Hazret-i Mevlânâ’ya nisbet edilen bir kıt’ada da, Hak dostlarının bu yolda gayret ve merhameti şöyle ifade edilir:
بَاز آ بَاز آ هَرْ آنْچِه هَسْتِی بَاز آ گَرْ کَافِرُ و گَبْرُ و بُتْپَرَسْتِی بَاز آ
اِینْ دَرْگَهِ مَا دَرْگَهِ نَوْمِیدِی نِیسْتْ صَدْ بَارْ اَگَرْ تَوْبَه شِکَسْتِی بَاز آ
“Gel! Gel! Ne olursan ol, yine gel! Kâfir, mecûsî veya putperest olsan da gel! Bizim dergâhımız (olan İslâm), ümitsizlik dergâhı değildir. Yüz kere tevbeni bozsan, yine de gel!..”
Hakikaten;
Hak dostlarının gönülleri öyle bir tamirhânedir ki, en perişan hâldeki insana dahî merhamet kucağını açıyor; «Gel! Geri dön, gel!» diyor. Dâimâ şefkatle bağrına basıyor; «Bu merhamet dolu gönülde tamir gör! Yani iç âlemini tezkiye et! Ebedî huzur ve saâdete nâil ol!» diyor.
Eserdeki Bazı Sualler
• Bazı çevrelerde tasavvufa husûmet neden?

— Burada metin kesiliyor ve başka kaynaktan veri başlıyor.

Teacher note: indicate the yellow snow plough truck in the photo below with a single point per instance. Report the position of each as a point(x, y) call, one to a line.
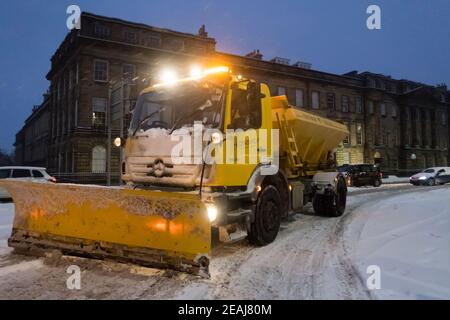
point(207, 156)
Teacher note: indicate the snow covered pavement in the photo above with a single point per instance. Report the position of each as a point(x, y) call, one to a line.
point(408, 237)
point(405, 231)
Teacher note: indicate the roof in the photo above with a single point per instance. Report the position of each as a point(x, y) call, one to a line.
point(146, 26)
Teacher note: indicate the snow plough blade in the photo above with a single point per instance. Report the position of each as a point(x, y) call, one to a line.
point(155, 229)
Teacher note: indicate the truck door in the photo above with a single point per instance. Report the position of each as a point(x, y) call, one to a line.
point(247, 112)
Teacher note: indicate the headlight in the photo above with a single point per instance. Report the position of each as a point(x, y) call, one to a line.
point(212, 212)
point(118, 142)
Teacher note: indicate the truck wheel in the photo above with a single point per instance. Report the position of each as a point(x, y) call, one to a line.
point(332, 205)
point(265, 228)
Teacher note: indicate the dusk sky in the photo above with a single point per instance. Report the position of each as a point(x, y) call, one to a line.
point(414, 42)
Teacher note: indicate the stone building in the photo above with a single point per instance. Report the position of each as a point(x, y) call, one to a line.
point(402, 125)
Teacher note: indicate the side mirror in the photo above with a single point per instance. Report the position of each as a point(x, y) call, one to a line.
point(254, 95)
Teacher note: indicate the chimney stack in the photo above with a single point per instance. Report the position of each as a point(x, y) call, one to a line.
point(255, 54)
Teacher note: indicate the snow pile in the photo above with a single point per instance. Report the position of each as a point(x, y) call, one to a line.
point(408, 237)
point(6, 221)
point(157, 132)
point(395, 179)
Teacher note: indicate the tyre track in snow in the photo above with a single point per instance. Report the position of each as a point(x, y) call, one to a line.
point(310, 259)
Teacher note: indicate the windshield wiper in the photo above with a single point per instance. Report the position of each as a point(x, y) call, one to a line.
point(146, 118)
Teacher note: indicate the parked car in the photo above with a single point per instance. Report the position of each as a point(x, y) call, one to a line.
point(358, 175)
point(23, 173)
point(431, 176)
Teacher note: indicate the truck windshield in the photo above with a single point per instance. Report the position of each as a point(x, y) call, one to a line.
point(174, 107)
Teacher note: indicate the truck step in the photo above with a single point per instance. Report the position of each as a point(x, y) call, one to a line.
point(239, 213)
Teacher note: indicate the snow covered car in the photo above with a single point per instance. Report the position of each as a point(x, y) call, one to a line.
point(431, 176)
point(23, 173)
point(358, 175)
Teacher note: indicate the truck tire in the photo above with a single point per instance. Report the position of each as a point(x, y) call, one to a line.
point(267, 222)
point(331, 205)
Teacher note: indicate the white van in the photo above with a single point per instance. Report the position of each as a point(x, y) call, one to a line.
point(36, 174)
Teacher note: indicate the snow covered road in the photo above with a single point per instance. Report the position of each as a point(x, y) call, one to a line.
point(312, 258)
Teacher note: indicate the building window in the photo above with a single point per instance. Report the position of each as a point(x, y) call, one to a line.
point(101, 31)
point(281, 91)
point(394, 111)
point(299, 99)
point(359, 134)
point(154, 40)
point(76, 113)
point(99, 112)
point(99, 159)
point(101, 70)
point(370, 107)
point(383, 109)
point(315, 100)
point(331, 101)
point(176, 45)
point(358, 104)
point(346, 140)
point(130, 36)
point(77, 73)
point(70, 79)
point(128, 71)
point(344, 102)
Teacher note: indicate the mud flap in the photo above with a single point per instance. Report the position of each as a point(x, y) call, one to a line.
point(157, 229)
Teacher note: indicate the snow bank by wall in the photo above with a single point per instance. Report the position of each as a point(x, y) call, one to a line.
point(408, 237)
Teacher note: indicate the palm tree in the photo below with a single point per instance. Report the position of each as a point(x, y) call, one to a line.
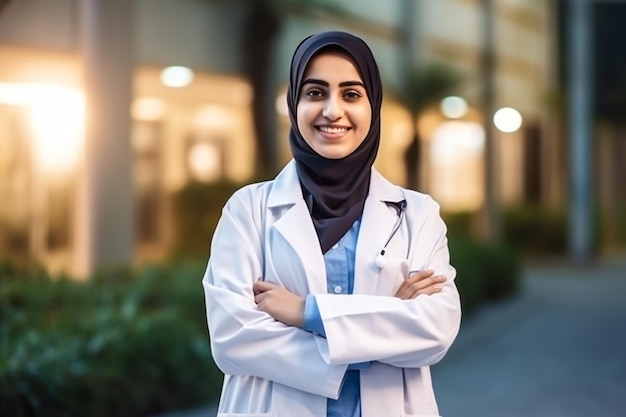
point(424, 86)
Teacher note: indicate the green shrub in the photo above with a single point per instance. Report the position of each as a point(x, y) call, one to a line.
point(484, 271)
point(132, 347)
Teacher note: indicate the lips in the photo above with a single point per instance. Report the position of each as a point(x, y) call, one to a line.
point(332, 131)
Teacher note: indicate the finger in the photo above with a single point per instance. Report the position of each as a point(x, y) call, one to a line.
point(413, 279)
point(412, 288)
point(426, 286)
point(421, 274)
point(262, 286)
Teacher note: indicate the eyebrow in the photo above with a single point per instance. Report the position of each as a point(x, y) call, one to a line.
point(326, 84)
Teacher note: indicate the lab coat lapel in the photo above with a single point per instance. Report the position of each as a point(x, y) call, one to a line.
point(296, 226)
point(376, 225)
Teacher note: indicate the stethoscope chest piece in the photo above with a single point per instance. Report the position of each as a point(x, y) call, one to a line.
point(400, 207)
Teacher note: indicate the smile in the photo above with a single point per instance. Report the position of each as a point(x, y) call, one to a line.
point(328, 129)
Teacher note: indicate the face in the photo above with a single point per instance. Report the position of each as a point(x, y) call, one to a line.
point(334, 113)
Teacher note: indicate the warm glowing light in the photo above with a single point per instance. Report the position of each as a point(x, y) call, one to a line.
point(212, 117)
point(57, 117)
point(281, 105)
point(454, 107)
point(204, 161)
point(507, 119)
point(148, 109)
point(456, 155)
point(177, 76)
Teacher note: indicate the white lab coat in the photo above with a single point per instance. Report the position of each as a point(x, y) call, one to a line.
point(272, 369)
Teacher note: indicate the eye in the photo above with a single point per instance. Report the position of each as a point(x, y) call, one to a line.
point(314, 93)
point(352, 95)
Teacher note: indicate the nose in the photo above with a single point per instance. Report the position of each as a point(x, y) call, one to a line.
point(332, 109)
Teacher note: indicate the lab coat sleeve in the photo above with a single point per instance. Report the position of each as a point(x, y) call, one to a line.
point(245, 340)
point(402, 333)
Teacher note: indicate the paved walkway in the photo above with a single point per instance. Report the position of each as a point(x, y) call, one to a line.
point(558, 349)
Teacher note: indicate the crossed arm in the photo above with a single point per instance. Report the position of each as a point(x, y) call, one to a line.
point(288, 307)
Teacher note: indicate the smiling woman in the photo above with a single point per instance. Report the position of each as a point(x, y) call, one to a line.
point(334, 113)
point(292, 276)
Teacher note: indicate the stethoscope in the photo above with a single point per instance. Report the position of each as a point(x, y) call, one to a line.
point(400, 207)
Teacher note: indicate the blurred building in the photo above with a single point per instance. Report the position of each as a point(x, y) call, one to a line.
point(196, 121)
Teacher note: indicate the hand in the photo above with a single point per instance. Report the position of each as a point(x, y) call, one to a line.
point(420, 283)
point(279, 303)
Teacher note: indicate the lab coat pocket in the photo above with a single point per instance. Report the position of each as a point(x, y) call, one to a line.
point(393, 272)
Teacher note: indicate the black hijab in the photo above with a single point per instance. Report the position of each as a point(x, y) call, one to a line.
point(334, 189)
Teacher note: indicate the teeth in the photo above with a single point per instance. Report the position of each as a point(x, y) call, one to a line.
point(328, 129)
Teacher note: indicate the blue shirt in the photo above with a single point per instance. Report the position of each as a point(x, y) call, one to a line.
point(339, 261)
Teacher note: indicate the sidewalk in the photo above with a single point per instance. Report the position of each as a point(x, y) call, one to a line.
point(558, 349)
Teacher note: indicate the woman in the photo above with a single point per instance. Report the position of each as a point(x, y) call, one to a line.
point(329, 290)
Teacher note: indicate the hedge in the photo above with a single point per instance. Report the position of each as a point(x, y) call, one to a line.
point(120, 344)
point(136, 344)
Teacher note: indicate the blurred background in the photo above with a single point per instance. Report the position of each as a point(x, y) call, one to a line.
point(125, 125)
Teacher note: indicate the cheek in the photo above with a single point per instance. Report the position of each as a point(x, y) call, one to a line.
point(302, 118)
point(364, 116)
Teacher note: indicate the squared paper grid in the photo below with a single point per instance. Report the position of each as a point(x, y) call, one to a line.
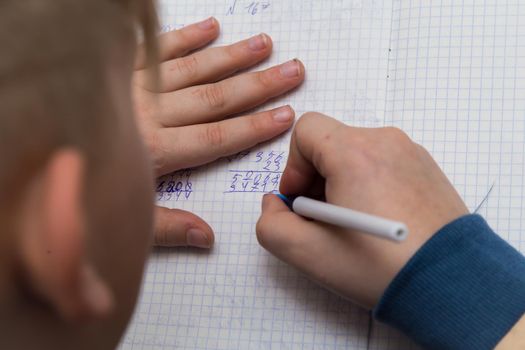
point(449, 73)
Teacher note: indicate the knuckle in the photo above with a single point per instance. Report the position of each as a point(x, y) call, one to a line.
point(261, 229)
point(257, 124)
point(187, 66)
point(264, 80)
point(156, 149)
point(392, 133)
point(214, 135)
point(213, 96)
point(231, 52)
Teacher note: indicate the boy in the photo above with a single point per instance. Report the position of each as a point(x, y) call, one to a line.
point(76, 182)
point(77, 214)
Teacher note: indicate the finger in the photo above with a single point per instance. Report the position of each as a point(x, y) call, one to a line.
point(306, 156)
point(212, 102)
point(180, 42)
point(294, 239)
point(210, 65)
point(175, 228)
point(196, 145)
point(328, 255)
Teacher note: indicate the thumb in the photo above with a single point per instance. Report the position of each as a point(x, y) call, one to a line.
point(176, 228)
point(281, 231)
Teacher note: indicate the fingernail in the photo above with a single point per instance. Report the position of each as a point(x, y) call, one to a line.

• Tasavvuf ve tarîkatın mâhiyeti ve farkı,
• Mürşid-i kâmil, insân-ı kâmil ve faydalı ilim gibi mefhumlar,
• Peygamberimiz ve ashâbın ihlâs ve takvâ eksenindeki günlük hayatları,
• Hak dostlarının hikmet dolu fârikaları ve ibret dolu hâtıraları, fazîlet nümûneleri…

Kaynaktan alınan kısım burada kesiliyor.